Wie vielen Alt' und Jungen, ach,
Hab' ich vordem den Hals gebrochen!
Wie viele Augen, hell und feucht
In Perlen schwimmend, ausgestochen
Und niemand hat die That gewehrt,
Und niemand hat den Mord gerochen.
Getrunken hab' ich schuldlos Blut,
Bis ich mir's fühlt in Adern kochen.
Ich ward davon im Haupt verstört,
Und mürbe wurden meine Knochen.
Der Bettelstab des Alters hat
Der bösen Lust den Stab gebrochen.
Doch hat ein junges, frisches Blut
In meinem Hause sich verkrochen;
Kein Bronnenstrahl hat sie besprengt,
Kein Sonnenstrahl hat sie gestochen.
Sie lebt der Nonn' im Kloster gleich,
Doch ist zur Ehe sie versprochen.
Gewittert haben Freier sie,
Sie haben ihren Duft gerochen.
Sie melden sich am Kämmerlein
Der Braut mit ungestümem Pochen.
Sie will nicht länger Jungfrau sein,
Denn ihre Reif' ist angebrochen;
Und zu vermählen denk' ich sie,
Sobald vorbei die Fastenwochen.
Doch zu dem Hochzeitfeste
zur Bewirtung der Gäste
fehlet mir leider das Beste.
O ihr Herren der irdischen
Wonne,
ihr lichten Strahlen der Wohlthätigkeitssonne,
ihr
hellen Tropfen aus des Edelmuts Bronne,
erbarmt euch mein
und meiner Tochter, der Nonne!
Bei ihrem duftigen Schleier,
bei ihrem begierigen Freier!
daß bei der Vermählungsfeier
euch zu Ehren möge tönen Laut' und Leier:
legt ins Nest
meiner Armut eurer Großmut Eier!
werft in den Schoß mir
jeder einen Dreier!
Da hielt er sein Gewand auf,
und die
Münzen regneten ihm wie Sand drauf.
Als er nun seine Ernte
gesammelt
und seinen Dank gestammelt,
zog er ab mit
Verbeugung
und tiefer Ehrfurchtsbezeugung;
und ich eilte
ihm nach,
um zu erfahren, welche Häls' er denn brach,
und
welche Nonne er hab' im Gemach.
Aber, als ob er mir am Gang
schon ansähe der Neugierde Drang,
nahm er mich auf die
Seite
und sprach: Hör und sei gescheite!
Ein Mann, wie ich, der mit des Lebens Kummer ficht,
Der Hals der Flasche ist der einz'ge, den er bricht,
Das feuchte Aug' ist nur der Wein, den aus er sticht.
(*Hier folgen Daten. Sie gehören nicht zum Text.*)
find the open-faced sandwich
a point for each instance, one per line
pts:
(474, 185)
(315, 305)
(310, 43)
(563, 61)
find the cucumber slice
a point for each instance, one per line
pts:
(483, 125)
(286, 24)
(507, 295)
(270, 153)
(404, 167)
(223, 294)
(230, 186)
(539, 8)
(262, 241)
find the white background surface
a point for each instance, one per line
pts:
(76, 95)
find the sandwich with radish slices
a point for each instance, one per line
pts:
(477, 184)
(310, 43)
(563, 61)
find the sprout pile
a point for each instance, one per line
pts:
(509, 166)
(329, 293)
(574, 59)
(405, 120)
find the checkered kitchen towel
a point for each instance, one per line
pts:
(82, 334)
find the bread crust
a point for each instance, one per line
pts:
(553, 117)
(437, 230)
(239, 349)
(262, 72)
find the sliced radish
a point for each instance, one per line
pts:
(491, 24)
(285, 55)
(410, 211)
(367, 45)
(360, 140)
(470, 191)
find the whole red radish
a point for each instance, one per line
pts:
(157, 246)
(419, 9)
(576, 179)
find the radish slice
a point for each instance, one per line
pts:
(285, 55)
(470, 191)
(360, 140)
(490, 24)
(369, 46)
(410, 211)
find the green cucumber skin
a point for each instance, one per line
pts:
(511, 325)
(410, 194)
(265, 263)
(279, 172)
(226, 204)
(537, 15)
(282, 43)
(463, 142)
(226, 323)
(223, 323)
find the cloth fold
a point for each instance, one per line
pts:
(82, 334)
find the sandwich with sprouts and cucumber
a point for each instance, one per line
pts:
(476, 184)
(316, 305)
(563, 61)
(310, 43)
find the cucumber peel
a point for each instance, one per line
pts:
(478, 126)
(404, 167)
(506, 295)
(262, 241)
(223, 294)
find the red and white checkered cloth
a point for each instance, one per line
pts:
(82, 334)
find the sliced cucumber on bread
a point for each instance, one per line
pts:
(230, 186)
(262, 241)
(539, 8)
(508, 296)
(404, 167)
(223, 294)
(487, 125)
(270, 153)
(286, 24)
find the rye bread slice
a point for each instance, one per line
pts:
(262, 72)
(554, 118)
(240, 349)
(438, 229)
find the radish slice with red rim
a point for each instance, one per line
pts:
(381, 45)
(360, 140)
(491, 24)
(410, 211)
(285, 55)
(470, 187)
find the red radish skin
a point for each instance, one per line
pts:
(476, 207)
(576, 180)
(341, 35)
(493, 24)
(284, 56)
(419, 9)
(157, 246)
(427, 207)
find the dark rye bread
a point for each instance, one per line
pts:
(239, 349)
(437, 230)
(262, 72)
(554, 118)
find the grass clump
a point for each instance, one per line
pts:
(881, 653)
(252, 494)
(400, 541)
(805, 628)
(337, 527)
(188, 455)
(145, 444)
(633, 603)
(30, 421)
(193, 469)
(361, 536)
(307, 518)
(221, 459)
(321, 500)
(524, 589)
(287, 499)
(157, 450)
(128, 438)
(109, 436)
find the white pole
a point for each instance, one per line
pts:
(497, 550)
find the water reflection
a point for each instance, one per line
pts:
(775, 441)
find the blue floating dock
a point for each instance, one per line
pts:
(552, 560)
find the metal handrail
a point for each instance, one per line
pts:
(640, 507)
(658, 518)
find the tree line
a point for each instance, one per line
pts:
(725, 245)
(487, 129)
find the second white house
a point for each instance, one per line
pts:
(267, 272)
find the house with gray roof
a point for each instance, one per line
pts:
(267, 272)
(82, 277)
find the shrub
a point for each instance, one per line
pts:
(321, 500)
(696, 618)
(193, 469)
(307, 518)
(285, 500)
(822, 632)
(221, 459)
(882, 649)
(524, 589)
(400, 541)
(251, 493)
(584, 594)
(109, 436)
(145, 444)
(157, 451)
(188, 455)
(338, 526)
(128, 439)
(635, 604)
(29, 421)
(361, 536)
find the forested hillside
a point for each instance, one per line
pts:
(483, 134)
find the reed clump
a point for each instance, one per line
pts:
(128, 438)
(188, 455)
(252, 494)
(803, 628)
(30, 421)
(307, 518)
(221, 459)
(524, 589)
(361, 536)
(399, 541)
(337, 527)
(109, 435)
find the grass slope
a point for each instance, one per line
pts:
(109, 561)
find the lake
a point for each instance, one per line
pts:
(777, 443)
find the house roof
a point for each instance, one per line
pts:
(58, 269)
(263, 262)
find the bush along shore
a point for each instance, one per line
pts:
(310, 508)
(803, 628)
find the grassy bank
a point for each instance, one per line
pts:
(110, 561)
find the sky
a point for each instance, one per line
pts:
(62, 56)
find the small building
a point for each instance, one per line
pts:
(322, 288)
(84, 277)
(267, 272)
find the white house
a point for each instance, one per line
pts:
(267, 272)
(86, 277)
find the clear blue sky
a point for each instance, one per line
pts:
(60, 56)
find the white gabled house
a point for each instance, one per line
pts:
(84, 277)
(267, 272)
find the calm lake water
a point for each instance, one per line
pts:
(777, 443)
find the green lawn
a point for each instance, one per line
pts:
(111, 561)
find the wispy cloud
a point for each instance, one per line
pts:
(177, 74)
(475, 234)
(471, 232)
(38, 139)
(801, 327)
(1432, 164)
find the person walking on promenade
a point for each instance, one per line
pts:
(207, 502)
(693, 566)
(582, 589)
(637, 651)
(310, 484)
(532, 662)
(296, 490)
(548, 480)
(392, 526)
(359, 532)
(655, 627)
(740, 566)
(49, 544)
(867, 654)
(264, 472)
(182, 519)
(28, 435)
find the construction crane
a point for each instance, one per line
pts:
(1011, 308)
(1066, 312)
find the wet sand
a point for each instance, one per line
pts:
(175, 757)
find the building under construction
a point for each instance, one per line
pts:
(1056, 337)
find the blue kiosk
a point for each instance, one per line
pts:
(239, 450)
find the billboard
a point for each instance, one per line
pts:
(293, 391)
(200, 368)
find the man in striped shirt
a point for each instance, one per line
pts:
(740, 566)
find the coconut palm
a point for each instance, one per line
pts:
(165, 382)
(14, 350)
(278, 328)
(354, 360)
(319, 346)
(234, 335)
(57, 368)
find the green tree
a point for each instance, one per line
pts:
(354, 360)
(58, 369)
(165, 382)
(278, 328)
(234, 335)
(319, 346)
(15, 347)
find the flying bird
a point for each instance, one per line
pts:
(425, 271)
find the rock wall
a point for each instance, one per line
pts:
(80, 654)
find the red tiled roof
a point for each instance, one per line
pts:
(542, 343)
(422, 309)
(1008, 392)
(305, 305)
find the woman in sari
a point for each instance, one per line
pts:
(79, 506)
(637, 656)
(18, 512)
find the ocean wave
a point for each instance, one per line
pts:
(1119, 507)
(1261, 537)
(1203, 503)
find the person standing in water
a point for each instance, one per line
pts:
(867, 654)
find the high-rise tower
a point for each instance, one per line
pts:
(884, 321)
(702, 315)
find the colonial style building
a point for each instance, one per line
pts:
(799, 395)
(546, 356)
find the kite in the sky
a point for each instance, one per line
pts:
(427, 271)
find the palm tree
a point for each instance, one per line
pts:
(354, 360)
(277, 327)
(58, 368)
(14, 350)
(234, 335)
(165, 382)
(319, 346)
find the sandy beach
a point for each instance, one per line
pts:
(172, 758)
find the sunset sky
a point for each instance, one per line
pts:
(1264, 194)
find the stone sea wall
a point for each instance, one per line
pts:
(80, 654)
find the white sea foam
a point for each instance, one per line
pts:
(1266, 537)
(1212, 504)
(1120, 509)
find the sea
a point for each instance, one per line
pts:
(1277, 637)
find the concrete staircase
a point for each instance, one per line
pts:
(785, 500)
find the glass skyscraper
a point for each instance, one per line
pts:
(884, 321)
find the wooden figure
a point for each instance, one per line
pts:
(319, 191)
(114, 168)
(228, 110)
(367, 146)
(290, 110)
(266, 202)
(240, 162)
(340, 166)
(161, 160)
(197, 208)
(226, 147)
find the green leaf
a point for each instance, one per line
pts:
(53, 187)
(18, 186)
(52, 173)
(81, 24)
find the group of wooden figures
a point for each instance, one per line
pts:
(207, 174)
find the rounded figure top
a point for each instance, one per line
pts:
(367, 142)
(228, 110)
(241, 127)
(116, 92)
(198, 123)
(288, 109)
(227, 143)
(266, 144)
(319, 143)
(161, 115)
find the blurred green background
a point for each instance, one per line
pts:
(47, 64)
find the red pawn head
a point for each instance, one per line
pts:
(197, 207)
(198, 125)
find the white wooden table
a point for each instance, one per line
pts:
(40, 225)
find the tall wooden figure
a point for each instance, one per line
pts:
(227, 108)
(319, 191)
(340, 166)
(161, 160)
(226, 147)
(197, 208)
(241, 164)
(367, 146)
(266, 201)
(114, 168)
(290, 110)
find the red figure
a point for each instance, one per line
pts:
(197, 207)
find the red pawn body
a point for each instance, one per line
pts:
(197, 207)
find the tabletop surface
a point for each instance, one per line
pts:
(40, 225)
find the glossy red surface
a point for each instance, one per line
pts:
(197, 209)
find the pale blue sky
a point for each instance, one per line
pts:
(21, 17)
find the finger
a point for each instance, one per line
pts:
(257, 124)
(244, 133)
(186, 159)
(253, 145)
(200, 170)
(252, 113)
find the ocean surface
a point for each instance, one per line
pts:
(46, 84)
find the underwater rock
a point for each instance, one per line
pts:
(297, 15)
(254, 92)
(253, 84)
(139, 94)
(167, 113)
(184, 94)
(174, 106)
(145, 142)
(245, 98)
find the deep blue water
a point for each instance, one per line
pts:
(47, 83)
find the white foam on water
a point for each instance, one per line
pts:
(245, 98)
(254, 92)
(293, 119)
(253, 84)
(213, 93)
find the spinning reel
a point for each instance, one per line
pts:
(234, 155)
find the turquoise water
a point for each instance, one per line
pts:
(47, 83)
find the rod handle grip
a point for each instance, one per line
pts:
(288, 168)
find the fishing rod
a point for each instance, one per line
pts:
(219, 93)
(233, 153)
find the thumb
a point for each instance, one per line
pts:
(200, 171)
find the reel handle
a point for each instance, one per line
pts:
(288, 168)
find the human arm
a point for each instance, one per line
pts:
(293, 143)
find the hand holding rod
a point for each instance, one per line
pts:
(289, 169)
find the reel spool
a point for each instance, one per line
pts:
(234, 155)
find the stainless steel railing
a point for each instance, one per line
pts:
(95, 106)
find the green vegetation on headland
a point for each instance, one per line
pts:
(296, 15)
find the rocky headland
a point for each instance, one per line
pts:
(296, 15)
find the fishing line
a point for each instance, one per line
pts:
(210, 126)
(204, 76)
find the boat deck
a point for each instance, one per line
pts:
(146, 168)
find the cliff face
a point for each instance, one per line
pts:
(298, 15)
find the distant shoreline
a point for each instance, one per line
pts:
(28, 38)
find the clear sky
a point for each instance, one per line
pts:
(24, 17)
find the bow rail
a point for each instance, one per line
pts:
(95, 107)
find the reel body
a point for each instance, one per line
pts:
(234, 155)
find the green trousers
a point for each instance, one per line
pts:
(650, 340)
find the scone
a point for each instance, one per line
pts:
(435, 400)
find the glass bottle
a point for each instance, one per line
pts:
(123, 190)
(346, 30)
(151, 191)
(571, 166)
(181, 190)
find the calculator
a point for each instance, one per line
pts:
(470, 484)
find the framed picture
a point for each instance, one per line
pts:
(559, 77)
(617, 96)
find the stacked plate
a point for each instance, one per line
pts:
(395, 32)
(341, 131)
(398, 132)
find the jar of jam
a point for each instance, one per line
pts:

Und jede Nonne, die nicht sieht der Sonne Licht,
Und die mit Bronnenwasser sich befasset nicht,
Dass es die Tonn' ist, wer's nicht rät, der ist ein Wicht.
Aber ich bin ein Schlemmer,
und du bist ein
Wasserschwemmer,
zusammen gehören nicht Wolf und Lämmer.
So ließ er mich stehn und ging gemach,
und ich schickt' ihm
ein Ach,
wie ein Verliebter seinem Abgott, nach.